Most lives are long but forgettable. There are only a few men who leave streaks of light on an otherwise black sky—they burn and burn, unlike any other. As Cormac McCarthy in his novel “The Road” writes: ‘Keep a little fire burning; however small, however hidden.’ They’re the ones who treasure this childlike curiosity. They do not do things because they have to gain something from it. Nor because it brings them wealth and fame. They do it for the sheer joy of it. Jay is one of them.
About the Author
Romesh Gunesekera was born in 1954 in Sri Lanka where he spent his early years. Before coming to Britain he also lived in the Philippines. He now lives in London. His early stories were published in Stand Magazine, London Magazine, and Granta, and his poems in the LRB , Poetry Durham , and other magazines.
His widely acclaimed first novel, Reef, was published in 1994 and was shortlisted as a finalist for the Booker Prize, as well as for the Guardian Fiction Prize. In the USA he was nominated for a New Voice Award. Before that, in 1992 his first collection of stories, Monkfish Moon, was one of the first titles in Granta’s venture into book publishing. It was shortlisted for several prizes and named a New York Times Notable Book for 1993.
In 2008, a collection of his Madeira stories were published in a bilingual edition to celebrate its 500th anniversary of the founding of Funchal in Madeira. His next novel The Prisoner of Paradise was published in 2012.
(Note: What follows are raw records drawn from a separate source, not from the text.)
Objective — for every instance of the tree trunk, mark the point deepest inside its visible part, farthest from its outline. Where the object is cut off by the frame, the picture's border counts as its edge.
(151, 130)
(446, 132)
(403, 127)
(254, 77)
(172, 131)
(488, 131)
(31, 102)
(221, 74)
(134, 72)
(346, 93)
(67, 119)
A novel is nourished by the imagination of readers who renew it and keep it alive — and whose imaginations, in turn, are nourished and renewed by the book.ROMESH GUNESEKERA
Romesh Gunesekera is an elected Fellow of the Royal Society of Literature and has also received a National Honour in Sri Lanka. He has been a judge for a number of literary prizes including the Caine Prize for African Writing, the David Cohen Literature Prize, the Forward Prize for Poetry, and most recently the Granta 2013 list of the Best of Young British Novelists. In 2015 he will the Chair of Judges for the Commonwealth Short Story Prize.
Notable Quotes From Romesh’s Suncatcher
Jay spoke in a rapture of his own: ‘Tens of thousands. Barn Swallows. They’ve flown across oceans and continents to be here. Just to be here tonight. Look. Look how they fly.’
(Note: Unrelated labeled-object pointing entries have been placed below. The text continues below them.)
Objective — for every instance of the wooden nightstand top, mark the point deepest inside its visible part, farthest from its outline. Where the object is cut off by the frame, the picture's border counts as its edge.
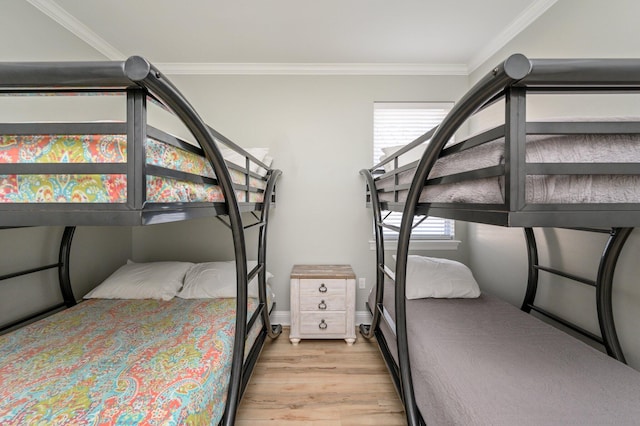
(322, 271)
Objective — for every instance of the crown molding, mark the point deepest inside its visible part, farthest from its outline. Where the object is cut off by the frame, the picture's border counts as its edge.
(311, 69)
(68, 21)
(523, 20)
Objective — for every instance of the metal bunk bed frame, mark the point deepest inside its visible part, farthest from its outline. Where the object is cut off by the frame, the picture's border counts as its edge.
(140, 79)
(511, 80)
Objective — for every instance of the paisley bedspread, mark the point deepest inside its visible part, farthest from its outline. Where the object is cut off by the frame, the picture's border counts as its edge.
(107, 188)
(106, 362)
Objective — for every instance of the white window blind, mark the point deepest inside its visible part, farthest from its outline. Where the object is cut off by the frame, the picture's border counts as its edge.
(397, 123)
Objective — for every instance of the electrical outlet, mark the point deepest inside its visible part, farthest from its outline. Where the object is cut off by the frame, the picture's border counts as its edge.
(362, 283)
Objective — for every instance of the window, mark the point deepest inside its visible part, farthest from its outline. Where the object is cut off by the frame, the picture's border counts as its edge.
(399, 124)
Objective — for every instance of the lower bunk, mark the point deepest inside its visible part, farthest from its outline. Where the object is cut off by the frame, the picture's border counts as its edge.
(132, 354)
(482, 361)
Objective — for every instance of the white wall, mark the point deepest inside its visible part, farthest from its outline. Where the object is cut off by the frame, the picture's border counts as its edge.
(320, 130)
(571, 28)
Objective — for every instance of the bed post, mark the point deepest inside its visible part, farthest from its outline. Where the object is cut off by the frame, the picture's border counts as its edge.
(511, 70)
(272, 330)
(604, 287)
(140, 71)
(64, 267)
(369, 331)
(532, 280)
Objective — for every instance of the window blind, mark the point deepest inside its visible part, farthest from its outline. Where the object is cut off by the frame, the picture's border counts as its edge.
(396, 123)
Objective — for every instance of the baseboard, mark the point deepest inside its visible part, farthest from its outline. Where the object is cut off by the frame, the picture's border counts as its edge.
(284, 317)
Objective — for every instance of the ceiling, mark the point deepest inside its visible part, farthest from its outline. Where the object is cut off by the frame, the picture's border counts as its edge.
(208, 36)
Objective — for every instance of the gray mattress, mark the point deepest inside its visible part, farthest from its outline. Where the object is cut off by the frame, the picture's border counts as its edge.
(484, 362)
(565, 189)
‘Thank goodness. If we always knew what we were looking for, we’d never find anything new, would we? He paused, his gaze shifting between the books and me. ‘The thrill of the unexpected, if it is truly uplifting, is hard to beat.’
My father once asked, ‘How does it compare: the things you have done and the things you have left undone?’ The question was aimed at himself, but I think I should ask it of myself too.
Sometime in the future, I’d like to pick up Romesh’s book: Reef which is a historical fiction novel. Currently, I’m taking the pleasure of reading essays and articles published in the London Review of Books and The New Yorker. The print magazines are a delight to hold and the words, what can I say? They’ve protected me from the world. Like Kairo, I find my recluse in books.